The hunt for prime acreage culminates in the title process. Oil & gas companies looking to lease a tract of land must first identify the current mineral and surface owners through the complicated process of running title. It is a moving target as mineral rights continuously change hands, are divided, and purchased. Murky processes, lack of standards, and redundancies create a minefield of hidden costs with a mineral ownership report often costing thousands in legal fees.
Running the Maze: Courthouse to Mineral Ownership Report
When trying to acquire acreage in the hot plays, like the Permian Basin, courthouses can be standing room only. Resulting in a frenzy that leaves E&P companies and land brokers throwing money and people at the problem often sacrificing accuracy for speed. Indeed, recent research reveals the number of title defects companies are willing to accept in favor of closing the deal.
Starting at physical and digital courthouses, land managers task field landmen with data mining vast volumes of land records. Key ownership data is extracted from title instruments and often recorded on physical note cards then manually collated in spreadsheets or legal pads. Chain of title and ownership calculations are usually done inside of a spreadsheet. Moreover, adding new data to the mix often requires landmen to backtrack and build reports again by hand.
Running title is a murky and manual process, in which provides little insight to the in-house landman on what’s happening in the field. It is a process devoid of standards and inherently prone to human error and duplication of effort, resulting in significantly more time being spent on title than is truly necessary. These hidden costs amount to a billion-dollar problem for an industry that spends billions annually on title.
Consider an example in which 8,000 acres are under consideration in West Texas. The tracts involved cover hundreds of surface and mineral owners who must be chained back to sovereignty. Billable time skyrockets as legal staff plow through thousands of instruments, manually perform calculations and prepare mineral ownership reports by hand. The most significant hidden cost of all is the risk companies assume through error-prone manual processes.
Bringing Transparency, Standards, and Accuracy to Title
Fundamentally, running title and generating a mineral ownership report is a data management problem. As such, land departments will benefit from the right technologies that allow for optimal management, validation, and governance of title information. Centralizing and standardizing the way ownership data is collected and managed brings much-needed transparency to the title process, allowing land brokers and in-house landmen to drive new efficiencies across title projects.
As much as 75% of the title process is manual and repetitive.

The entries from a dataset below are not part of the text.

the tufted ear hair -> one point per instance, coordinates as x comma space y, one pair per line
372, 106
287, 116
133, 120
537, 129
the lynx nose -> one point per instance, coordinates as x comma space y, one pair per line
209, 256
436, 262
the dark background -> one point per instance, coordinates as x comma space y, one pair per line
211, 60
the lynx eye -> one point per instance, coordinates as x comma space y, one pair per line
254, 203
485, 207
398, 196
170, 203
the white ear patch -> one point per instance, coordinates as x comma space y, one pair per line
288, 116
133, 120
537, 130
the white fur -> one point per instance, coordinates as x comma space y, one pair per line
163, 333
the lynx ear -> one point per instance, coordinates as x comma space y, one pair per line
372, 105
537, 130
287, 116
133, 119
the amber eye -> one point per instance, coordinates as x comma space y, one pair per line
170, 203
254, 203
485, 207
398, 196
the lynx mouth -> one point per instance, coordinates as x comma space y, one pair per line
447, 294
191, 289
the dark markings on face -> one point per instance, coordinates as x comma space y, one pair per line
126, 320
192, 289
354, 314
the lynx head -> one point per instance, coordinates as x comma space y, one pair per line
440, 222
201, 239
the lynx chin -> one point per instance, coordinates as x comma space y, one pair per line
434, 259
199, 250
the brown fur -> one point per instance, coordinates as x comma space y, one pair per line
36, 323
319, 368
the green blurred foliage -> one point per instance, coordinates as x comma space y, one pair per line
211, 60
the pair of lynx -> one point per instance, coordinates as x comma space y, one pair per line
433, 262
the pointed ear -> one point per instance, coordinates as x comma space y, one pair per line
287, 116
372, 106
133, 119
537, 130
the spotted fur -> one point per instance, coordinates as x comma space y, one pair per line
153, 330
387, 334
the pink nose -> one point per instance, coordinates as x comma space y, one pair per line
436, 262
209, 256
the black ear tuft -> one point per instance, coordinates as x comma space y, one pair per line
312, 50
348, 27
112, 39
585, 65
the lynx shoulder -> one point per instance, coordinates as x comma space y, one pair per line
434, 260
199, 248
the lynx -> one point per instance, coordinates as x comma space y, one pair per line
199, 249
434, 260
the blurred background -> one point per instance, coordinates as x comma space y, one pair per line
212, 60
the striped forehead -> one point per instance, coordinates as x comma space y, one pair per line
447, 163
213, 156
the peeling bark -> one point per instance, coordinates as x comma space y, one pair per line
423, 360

Armed with the right tools, E&Ps can now accelerate title projects while increasing title accuracy by automating much of the process, including these steps:
- Centralized Workflow
- Flowchart Generation
- Instant Runsheet and Ownership Reports
- Accurate and Instant Calculations
By automating these steps, you can reduce the title process to just three phases: 1) landmen pull instruments, 2) input title data, and 3) verify mineral ownership report using the work product already built by the landman. Title management software will automatically generate the run sheet, chain of title and mineral ownership report for you. Combined with standardized data input, data validation, and a real-time view of title projects, E&P companies can run title faster, more accurately, and at significantly lower cost.